NightLab: A Dual-level Architecture with Hardness Detection for Segmentation at Night
This addresses the understudied problem of nighttime segmentation for autonomous driving, representing a strong domain-specific advancement.
The paper tackles nighttime semantic segmentation, a challenging problem for applications like self-driving cars, by proposing NightLab, a dual-level architecture with hardness detection that achieves state-of-the-art performance on NightCity and BDD100K datasets.
The semantic segmentation of nighttime scenes is a challenging problem that is key to impactful applications like self-driving cars. Yet, it has received little attention compared to its daytime counterpart.

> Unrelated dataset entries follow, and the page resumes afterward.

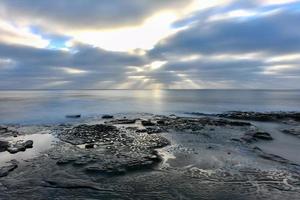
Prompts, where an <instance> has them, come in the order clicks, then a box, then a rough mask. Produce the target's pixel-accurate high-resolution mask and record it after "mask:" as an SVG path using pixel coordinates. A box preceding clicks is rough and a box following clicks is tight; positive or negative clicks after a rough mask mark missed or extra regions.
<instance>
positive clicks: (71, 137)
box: [58, 124, 119, 145]
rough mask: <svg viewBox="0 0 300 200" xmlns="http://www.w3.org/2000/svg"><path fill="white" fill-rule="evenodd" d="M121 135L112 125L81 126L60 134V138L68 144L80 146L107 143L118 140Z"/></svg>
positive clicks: (83, 124)
mask: <svg viewBox="0 0 300 200" xmlns="http://www.w3.org/2000/svg"><path fill="white" fill-rule="evenodd" d="M118 133H119V130H118V129H117V127H115V126H112V125H104V124H97V125H85V124H83V125H79V126H76V127H74V128H72V129H69V130H65V131H63V132H61V133H59V135H58V137H59V138H60V139H61V140H63V141H65V142H68V143H71V144H74V145H79V144H85V143H94V142H107V141H109V140H111V139H113V138H116V137H117V135H118Z"/></svg>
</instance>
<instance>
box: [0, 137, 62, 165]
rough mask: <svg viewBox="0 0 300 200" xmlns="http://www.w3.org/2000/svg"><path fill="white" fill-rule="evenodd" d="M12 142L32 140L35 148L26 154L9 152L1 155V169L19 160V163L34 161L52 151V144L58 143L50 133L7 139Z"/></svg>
mask: <svg viewBox="0 0 300 200" xmlns="http://www.w3.org/2000/svg"><path fill="white" fill-rule="evenodd" d="M6 140H9V141H11V142H16V141H19V140H24V141H26V140H32V141H33V148H30V149H26V151H24V152H22V151H21V152H18V153H16V154H11V153H9V152H7V151H5V152H1V153H0V167H1V166H5V165H7V164H8V163H7V162H9V161H11V160H17V161H19V162H23V161H25V160H28V159H32V158H34V157H37V156H38V155H40V153H42V152H45V151H46V150H48V149H50V148H51V146H52V144H53V143H54V142H55V141H57V138H55V137H54V136H53V135H52V134H50V133H48V132H40V133H36V134H31V135H22V136H18V137H17V138H13V137H11V138H6Z"/></svg>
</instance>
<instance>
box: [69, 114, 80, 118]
mask: <svg viewBox="0 0 300 200" xmlns="http://www.w3.org/2000/svg"><path fill="white" fill-rule="evenodd" d="M80 117H81V115H66V118H80Z"/></svg>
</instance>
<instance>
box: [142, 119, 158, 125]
mask: <svg viewBox="0 0 300 200" xmlns="http://www.w3.org/2000/svg"><path fill="white" fill-rule="evenodd" d="M141 123H142V125H143V126H154V125H155V124H154V123H153V122H151V121H150V120H142V121H141Z"/></svg>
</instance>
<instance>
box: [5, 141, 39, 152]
mask: <svg viewBox="0 0 300 200" xmlns="http://www.w3.org/2000/svg"><path fill="white" fill-rule="evenodd" d="M32 147H33V141H32V140H27V141H26V142H21V141H18V142H16V143H15V144H11V145H9V147H8V148H7V151H8V152H9V153H11V154H15V153H18V152H20V151H25V150H26V149H28V148H32Z"/></svg>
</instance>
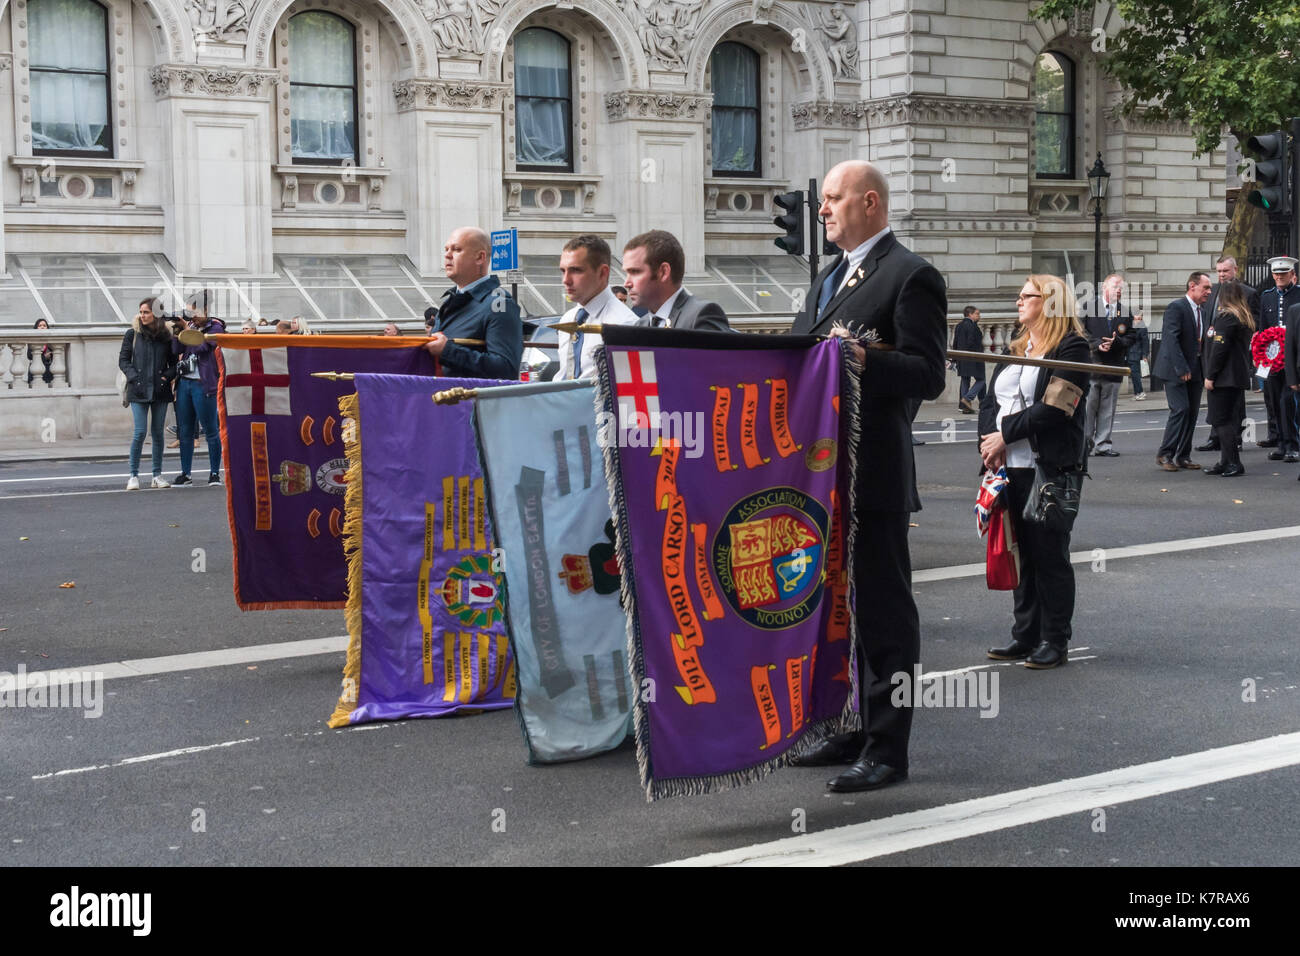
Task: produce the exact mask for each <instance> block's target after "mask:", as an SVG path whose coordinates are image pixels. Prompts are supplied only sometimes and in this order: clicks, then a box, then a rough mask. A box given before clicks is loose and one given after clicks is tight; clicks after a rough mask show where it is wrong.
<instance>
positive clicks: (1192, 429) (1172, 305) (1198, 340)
mask: <svg viewBox="0 0 1300 956" xmlns="http://www.w3.org/2000/svg"><path fill="white" fill-rule="evenodd" d="M1212 289H1213V285H1212V282H1210V277H1209V276H1208V274H1206V273H1204V272H1193V273H1192V274H1191V276H1188V277H1187V294H1186V295H1183V298H1180V299H1174V300H1173V302H1170V303H1169V306H1166V307H1165V317H1164V324H1162V326H1161V334H1160V355H1158V356H1157V358H1156V368H1154V369H1153V371H1154V373H1156V377H1157V378H1161V380H1162V381H1164V382H1165V398H1166V399H1167V401H1169V421H1166V423H1165V437H1164V438H1162V440H1161V442H1160V450H1158V451H1157V453H1156V464H1158V466H1160V467H1161V468H1164V470H1165V471H1178V470H1179V468H1186V470H1188V471H1200V466H1199V464H1196V462H1193V460H1191V455H1192V433H1193V432H1195V431H1196V416H1197V414H1199V412H1200V410H1201V389H1203V388H1204V381H1205V376H1203V375H1201V339H1203V338H1204V337H1205V325H1206V316H1205V313H1204V307H1205V302H1206V300H1208V299H1209V298H1210V290H1212Z"/></svg>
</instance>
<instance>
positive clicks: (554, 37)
mask: <svg viewBox="0 0 1300 956" xmlns="http://www.w3.org/2000/svg"><path fill="white" fill-rule="evenodd" d="M515 165H516V166H517V168H519V169H525V170H541V172H552V173H563V172H569V173H571V172H573V87H572V86H571V81H569V43H568V40H567V39H564V38H563V36H560V35H559V34H558V33H555V31H554V30H542V29H539V27H533V29H530V30H523V31H520V33H519V34H517V35H516V36H515Z"/></svg>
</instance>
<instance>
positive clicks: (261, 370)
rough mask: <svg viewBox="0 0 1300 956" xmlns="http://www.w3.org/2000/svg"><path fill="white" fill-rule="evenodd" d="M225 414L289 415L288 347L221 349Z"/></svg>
mask: <svg viewBox="0 0 1300 956" xmlns="http://www.w3.org/2000/svg"><path fill="white" fill-rule="evenodd" d="M221 355H222V358H224V359H225V360H226V392H225V394H226V415H292V410H291V408H290V407H289V350H287V349H222V350H221Z"/></svg>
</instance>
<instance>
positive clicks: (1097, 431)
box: [1080, 273, 1138, 458]
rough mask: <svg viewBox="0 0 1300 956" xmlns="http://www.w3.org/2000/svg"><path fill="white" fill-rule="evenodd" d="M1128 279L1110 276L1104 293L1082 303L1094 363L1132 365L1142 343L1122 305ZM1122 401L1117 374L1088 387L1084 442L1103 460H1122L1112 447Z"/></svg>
mask: <svg viewBox="0 0 1300 956" xmlns="http://www.w3.org/2000/svg"><path fill="white" fill-rule="evenodd" d="M1123 293H1125V277H1123V276H1121V274H1119V273H1114V274H1110V276H1106V278H1105V281H1104V282H1102V284H1101V294H1100V295H1095V297H1089V298H1088V299H1086V300H1084V302H1083V303H1082V310H1080V317H1082V319H1083V328H1084V333H1086V334H1087V337H1088V345H1091V346H1092V360H1093V362H1095V363H1097V364H1099V365H1118V367H1121V368H1126V367H1127V365H1128V349H1130V347H1131V346H1132V345H1134V343H1135V342H1136V341H1138V336H1136V334H1134V330H1132V329H1134V315H1132V311H1131V310H1126V308H1125V304H1123V302H1122V298H1123ZM1118 401H1119V378H1118V377H1117V376H1113V375H1095V376H1092V384H1091V385H1089V388H1088V410H1087V412H1086V414H1087V420H1086V421H1084V424H1083V433H1084V440H1086V441H1088V442H1092V454H1095V455H1100V457H1101V458H1118V457H1119V453H1118V451H1115V450H1114V447H1112V444H1110V432H1112V429H1113V428H1114V425H1115V403H1117V402H1118Z"/></svg>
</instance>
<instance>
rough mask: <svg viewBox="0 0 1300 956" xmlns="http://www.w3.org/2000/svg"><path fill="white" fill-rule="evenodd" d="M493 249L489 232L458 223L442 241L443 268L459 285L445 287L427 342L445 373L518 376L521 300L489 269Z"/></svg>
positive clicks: (455, 282)
mask: <svg viewBox="0 0 1300 956" xmlns="http://www.w3.org/2000/svg"><path fill="white" fill-rule="evenodd" d="M490 250H491V243H490V241H489V238H487V233H485V232H484V230H482V229H477V228H474V226H463V228H460V229H456V230H455V232H454V233H452V234H451V235H450V237H448V238H447V243H446V246H443V251H442V264H443V271H445V272H446V273H447V278H450V280H451V281H452V282H455V289H448V290H447V291H446V293H443V297H442V304H441V306H439V307H438V312H437V315H435V316H433V317H434V319H435V323H434V324H433V325H432V334H430V338H429V343H428V345H426V346H425V349H428V350H429V354H430V355H433V356H434V358H435V359H438V362H439V363H442V373H443V375H447V376H455V377H460V378H511V380H515V378H519V363H520V360H521V359H523V356H524V323H523V320H521V319H520V317H519V303H517V302H515V299H513V298H511V295H510V293H507V291H506V290H504V289H502V287H500V282H499V281H498V278H497V277H495V276H491V274H489V264H490V256H491V252H490ZM426 317H428V316H426ZM454 338H477V339H482V341H484V342H486V345H485V346H468V345H456V343H455V342H452V341H451V339H454Z"/></svg>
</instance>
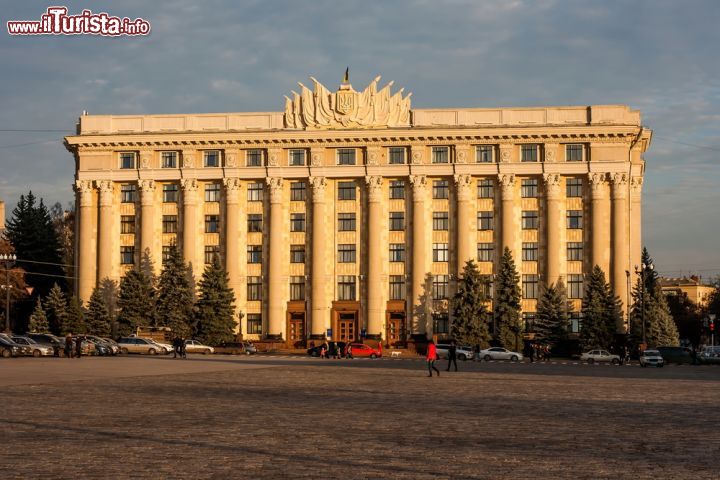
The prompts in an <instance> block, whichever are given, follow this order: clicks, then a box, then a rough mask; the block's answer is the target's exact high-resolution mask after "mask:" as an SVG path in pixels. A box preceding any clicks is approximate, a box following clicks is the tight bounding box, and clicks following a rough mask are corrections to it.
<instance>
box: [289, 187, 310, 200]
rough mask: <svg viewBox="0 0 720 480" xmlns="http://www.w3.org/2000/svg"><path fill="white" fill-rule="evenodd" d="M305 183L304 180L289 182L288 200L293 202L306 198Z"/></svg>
mask: <svg viewBox="0 0 720 480" xmlns="http://www.w3.org/2000/svg"><path fill="white" fill-rule="evenodd" d="M306 187H307V184H306V183H305V182H291V183H290V200H291V201H293V202H304V201H305V199H306V198H307V194H306V192H307V188H306Z"/></svg>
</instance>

In this paper, we propose NightLab, a novel nighttime segmentation framework that leverages multiple deep learning models imbued with night-aware features to yield State-of-The-Art (SoTA) performance on multiple night segmentation benchmarks. Notably, NightLab contains models at two levels of granularity, i.e. image and regional, and each level is composed of light adaptation and segmentation modules. Given a nighttime image, the image level model provides an initial segmentation estimate while, in parallel, a hardness detection module identifies regions and their surrounding context that need further analysis. A regional level model focuses on these difficult regions to provide a significantly improved segmentation. All the models in NightLab are trained end-to-end using a set of proposed night-aware losses without handcrafted heuristics. Extensive experiments on the NightCity and BDD100K datasets show NightLab achieves SoTA performance compared to concurrent methods.